Suppose $p$ be an odd prime such that $p \equiv 1 \pmod 4$. In the ring of Gaussian integers $\mathbb{Z}[i]$, $p$ factors as $p = v \cdot \overline{v}$ for a prime $v \in \mathbb{Z}[i].$

Prove that $v$ and $\overline{v}$ are not associates. i.e. prove that the two ideals $(v)$ and $(\overline{v})$ are distinct.

If $v = a + bi,$ then direct computation yields: $ v \cdot 1 \ne \overline{v}, \hspace{1mm} v \cdot -1 \ne \overline{v},\hspace{1mm} v \cdot i \ne \overline{v}, \hspace{1mm}v \cdot -i \ne \overline{v}.$ Thus $v$ and $\overline{v}$ are not associates.
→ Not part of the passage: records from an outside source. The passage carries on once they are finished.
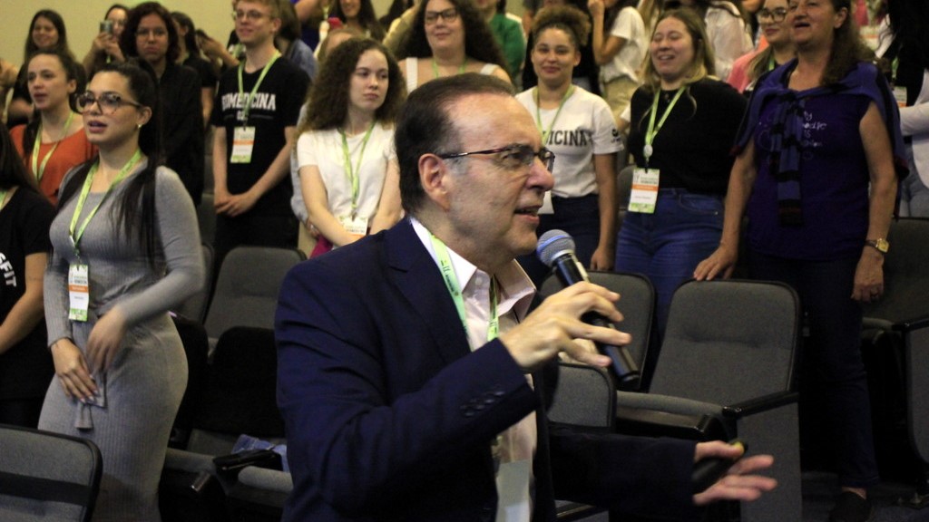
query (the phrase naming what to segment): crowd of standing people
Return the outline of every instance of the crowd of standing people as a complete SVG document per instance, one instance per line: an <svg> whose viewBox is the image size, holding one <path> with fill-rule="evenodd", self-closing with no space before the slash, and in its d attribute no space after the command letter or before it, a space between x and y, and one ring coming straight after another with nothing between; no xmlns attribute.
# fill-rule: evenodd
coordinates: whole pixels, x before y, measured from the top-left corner
<svg viewBox="0 0 929 522"><path fill-rule="evenodd" d="M505 0L399 1L381 19L371 0L231 4L225 45L144 2L110 7L83 60L51 9L21 61L0 59L0 423L100 447L96 519L159 519L187 380L168 311L209 284L201 241L219 267L240 245L316 257L410 221L395 124L408 95L467 73L500 81L476 92L506 85L541 142L438 159L544 162L551 183L517 215L570 233L588 269L645 274L658 341L677 286L729 277L740 254L797 290L837 430L831 520L868 519L859 303L883 293L892 217L929 216L924 3L525 0L521 20ZM517 260L541 286L548 268Z"/></svg>

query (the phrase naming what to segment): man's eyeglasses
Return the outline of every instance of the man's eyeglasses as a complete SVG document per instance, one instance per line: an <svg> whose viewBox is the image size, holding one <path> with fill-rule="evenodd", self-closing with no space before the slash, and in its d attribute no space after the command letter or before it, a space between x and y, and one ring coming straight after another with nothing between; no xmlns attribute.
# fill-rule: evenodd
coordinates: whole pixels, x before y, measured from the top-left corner
<svg viewBox="0 0 929 522"><path fill-rule="evenodd" d="M242 19L248 21L258 21L259 20L270 15L266 15L260 11L232 11L232 20L238 21Z"/></svg>
<svg viewBox="0 0 929 522"><path fill-rule="evenodd" d="M538 152L529 145L508 145L500 149L491 149L489 150L475 150L473 152L455 152L451 154L439 154L443 160L453 160L464 158L472 154L498 154L497 159L507 168L517 168L519 166L531 166L536 158L545 165L548 172L552 172L555 166L555 152L544 147Z"/></svg>
<svg viewBox="0 0 929 522"><path fill-rule="evenodd" d="M93 93L84 93L77 97L77 107L81 111L89 111L95 103L100 108L100 112L104 114L112 114L124 105L131 105L137 109L143 107L135 101L123 99L123 97L116 93L103 93L98 98L94 98Z"/></svg>
<svg viewBox="0 0 929 522"><path fill-rule="evenodd" d="M438 21L438 19L442 19L445 23L451 23L458 20L458 9L454 7L449 7L444 11L426 11L425 12L425 24L432 25Z"/></svg>
<svg viewBox="0 0 929 522"><path fill-rule="evenodd" d="M783 7L778 7L776 9L762 9L758 11L755 18L758 19L759 23L780 23L784 21L787 17L787 9Z"/></svg>

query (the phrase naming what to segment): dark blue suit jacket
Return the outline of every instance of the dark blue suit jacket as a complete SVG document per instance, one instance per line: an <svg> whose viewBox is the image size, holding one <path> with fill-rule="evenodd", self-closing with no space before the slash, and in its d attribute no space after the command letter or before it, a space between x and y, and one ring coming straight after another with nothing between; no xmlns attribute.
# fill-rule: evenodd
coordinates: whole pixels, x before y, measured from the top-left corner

$($an explicit calculation would be $v \cdot -i = (a+bi) \cdot -i = b - ai \ne a - bi)$

Am I missing any details?

Answer 1

$ p = v\bar v\, \Rightarrow\ \color{#c00}{p} \in (v).\,\ v = a\!+\!bi,\ (v) = (\bar v)\, \Rightarrow\ v\pm \bar v=\color{#0a0}{2a},2bi \in (v)\,\Rightarrow\, \color{#0a0}{2b}\in (v).$

Therefore $\ \gcd(\color{#c00}p,\color{#0a0}{2a,2b}) \in (v)\, \Rightarrow\, p\mid a,b\,\Rightarrow\ p^2\mid a^2+b^2 = p\,\Rightarrow\!\Leftarrow$

Answer 2

If $v=a+\mathrm i\mkern1mu b$ and $\bar v$ were associates, this would mean that: $$a-\mathrm i\mkern1mu b=\begin{cases}\pm(a+\mathrm i\mkern1mu b)\\\pm\mathrm i\mkern1mu (a+\mathrm i\mkern1mu b) \end{cases}$$ since the only units in $\mathbf Z[\,\mathrm i\,]$ are $\,,\pm1\,$ and $\,\pm\mathrm i$.

The first two cases imply $v=a$ or $v=\mathrm i\mkern1mu b$, which both imply $p$ is a square in $\mathbf Z$.

The last two cases imply $b=\pm a$, and then $$p=v\bar v\iff p=2a^2$$ which is also impossible.